In the book of Genesis, the garden of Eden is portrayed as a high place where heaven and earth are one and human relationships reflect this unity. But Eden is lost when humans rebel against God, so the unity between heaven, earth, and all humanity is fractured. God’s work throughout the rest of the Bible is all about recovering this lost unity. Israel’s tabernacle and temple served as symbolic Edens as they allowed for human and divine space to overlap. Because of Jesus, this place is no longer limited to one location, and the unity of Eden can be experienced wherever God’s people gather together in his love.

This is beautiful, but it also kind of sounds like a fantasy, especially when we acknowledge the Church’s brokenness and failures. For this week’s Bible study, we’re inviting you to reflect on what it really means to be a unified temple of God. When followers of Jesus bridge the dividing lines of race, class, and nationality, when they honor each other as equal members in God’s family, they become a place where heaven and earth are one. Listen in to the recording below to understand more about the rich symbolism of the temple and God’s Eden ideal for humanity.

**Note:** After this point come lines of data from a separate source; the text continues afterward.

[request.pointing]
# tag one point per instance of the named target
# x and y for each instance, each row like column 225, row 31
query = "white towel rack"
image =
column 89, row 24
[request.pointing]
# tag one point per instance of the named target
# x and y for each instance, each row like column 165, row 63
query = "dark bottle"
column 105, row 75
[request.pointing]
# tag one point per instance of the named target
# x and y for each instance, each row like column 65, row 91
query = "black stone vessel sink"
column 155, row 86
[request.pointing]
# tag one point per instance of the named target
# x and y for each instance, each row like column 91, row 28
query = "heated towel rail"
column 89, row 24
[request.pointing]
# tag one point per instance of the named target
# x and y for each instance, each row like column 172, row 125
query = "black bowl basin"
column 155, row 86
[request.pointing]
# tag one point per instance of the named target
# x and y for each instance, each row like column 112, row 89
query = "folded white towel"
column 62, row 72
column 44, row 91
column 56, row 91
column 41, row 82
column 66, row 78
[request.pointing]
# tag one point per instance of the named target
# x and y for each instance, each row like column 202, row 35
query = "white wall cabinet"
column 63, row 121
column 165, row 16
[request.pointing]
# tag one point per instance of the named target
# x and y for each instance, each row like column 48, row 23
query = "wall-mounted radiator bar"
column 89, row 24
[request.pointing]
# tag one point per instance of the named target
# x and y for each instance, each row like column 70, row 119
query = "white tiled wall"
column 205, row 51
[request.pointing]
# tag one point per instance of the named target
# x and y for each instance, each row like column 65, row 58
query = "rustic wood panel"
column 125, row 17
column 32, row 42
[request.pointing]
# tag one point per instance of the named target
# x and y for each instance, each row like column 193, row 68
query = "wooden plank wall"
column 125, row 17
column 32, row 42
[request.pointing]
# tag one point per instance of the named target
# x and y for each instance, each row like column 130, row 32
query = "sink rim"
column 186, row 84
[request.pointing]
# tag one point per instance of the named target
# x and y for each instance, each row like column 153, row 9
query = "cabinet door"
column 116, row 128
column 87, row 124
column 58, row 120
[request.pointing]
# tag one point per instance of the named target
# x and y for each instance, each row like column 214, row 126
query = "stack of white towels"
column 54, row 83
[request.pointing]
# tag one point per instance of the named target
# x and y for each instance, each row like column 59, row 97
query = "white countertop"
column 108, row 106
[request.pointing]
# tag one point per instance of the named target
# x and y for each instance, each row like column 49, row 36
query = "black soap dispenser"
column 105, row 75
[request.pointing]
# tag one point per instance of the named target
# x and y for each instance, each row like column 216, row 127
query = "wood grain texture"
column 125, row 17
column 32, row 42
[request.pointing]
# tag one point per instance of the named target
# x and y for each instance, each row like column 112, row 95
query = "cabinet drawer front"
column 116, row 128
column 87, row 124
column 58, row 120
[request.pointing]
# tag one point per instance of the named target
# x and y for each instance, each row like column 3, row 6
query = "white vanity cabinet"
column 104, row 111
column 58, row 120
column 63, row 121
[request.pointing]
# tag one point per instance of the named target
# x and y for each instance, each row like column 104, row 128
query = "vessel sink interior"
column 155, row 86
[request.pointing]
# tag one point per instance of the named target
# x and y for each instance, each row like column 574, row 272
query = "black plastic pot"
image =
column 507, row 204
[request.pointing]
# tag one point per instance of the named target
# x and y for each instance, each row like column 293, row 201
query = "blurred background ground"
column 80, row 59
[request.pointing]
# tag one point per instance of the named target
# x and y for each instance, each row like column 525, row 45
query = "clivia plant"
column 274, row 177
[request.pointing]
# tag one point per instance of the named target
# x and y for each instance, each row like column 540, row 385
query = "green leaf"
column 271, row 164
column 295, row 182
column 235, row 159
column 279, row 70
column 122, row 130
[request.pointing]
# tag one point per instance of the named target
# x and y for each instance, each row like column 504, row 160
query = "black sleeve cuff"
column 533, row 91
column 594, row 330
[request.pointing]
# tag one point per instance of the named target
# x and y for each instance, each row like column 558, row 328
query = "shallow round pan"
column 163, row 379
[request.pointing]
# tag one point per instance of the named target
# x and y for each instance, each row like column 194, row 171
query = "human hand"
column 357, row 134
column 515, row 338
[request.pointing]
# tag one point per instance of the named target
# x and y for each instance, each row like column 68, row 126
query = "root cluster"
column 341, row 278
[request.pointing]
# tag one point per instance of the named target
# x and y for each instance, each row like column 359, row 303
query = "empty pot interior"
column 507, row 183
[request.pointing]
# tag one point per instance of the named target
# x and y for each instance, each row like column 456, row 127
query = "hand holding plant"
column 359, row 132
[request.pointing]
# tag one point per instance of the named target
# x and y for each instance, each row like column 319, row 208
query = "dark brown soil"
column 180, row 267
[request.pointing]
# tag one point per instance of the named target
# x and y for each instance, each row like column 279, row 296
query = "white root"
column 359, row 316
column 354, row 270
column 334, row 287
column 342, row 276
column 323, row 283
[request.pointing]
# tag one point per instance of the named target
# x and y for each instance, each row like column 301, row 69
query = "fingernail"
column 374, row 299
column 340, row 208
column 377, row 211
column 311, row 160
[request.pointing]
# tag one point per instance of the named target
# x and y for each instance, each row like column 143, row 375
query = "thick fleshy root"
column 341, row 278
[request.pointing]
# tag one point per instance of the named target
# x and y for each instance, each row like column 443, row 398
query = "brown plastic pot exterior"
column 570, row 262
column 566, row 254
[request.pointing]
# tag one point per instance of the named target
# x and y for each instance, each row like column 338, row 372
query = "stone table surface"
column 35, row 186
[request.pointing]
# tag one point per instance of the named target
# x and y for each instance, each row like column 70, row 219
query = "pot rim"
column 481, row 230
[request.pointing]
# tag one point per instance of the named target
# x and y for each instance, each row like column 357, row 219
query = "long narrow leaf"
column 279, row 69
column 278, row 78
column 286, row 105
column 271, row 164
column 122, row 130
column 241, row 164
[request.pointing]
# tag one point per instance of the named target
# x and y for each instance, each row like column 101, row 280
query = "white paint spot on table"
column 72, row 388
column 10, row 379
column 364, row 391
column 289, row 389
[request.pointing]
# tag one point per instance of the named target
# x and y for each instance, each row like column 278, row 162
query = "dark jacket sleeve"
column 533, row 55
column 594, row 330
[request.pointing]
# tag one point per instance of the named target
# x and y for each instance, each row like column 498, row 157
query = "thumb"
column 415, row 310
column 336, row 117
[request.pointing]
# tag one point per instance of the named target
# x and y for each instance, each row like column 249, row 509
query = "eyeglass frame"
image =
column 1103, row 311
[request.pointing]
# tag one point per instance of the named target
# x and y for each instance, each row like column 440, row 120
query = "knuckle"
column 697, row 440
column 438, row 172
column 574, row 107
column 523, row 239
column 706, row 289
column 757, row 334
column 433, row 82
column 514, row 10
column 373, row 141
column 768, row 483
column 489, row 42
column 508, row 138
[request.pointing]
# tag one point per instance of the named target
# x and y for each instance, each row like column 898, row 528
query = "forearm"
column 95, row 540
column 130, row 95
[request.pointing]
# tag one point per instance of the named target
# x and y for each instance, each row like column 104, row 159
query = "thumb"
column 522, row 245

Question 1:What part of the video stirred up curiosity, a new thought, or a sense of awe?

Read: Ephesians 2:13-22

All the nations, also known as Gentiles, were once separated from Israel’s temple. Literal walls kept them from accessing God’s presence on earth. But it was always God’s plan for Israel to be a light to all the nations, so that everyone could have access to his life and love. Though Israel failed to faithfully shine this light, Jesus carried Israel’s story forward by tearing down the walls of division and rebuilding the temple. But instead of building with bricks, this time he built a whole new temple made of both Jews and Gentiles. Now God’s presence can live inside of a unified multiethnic group of people.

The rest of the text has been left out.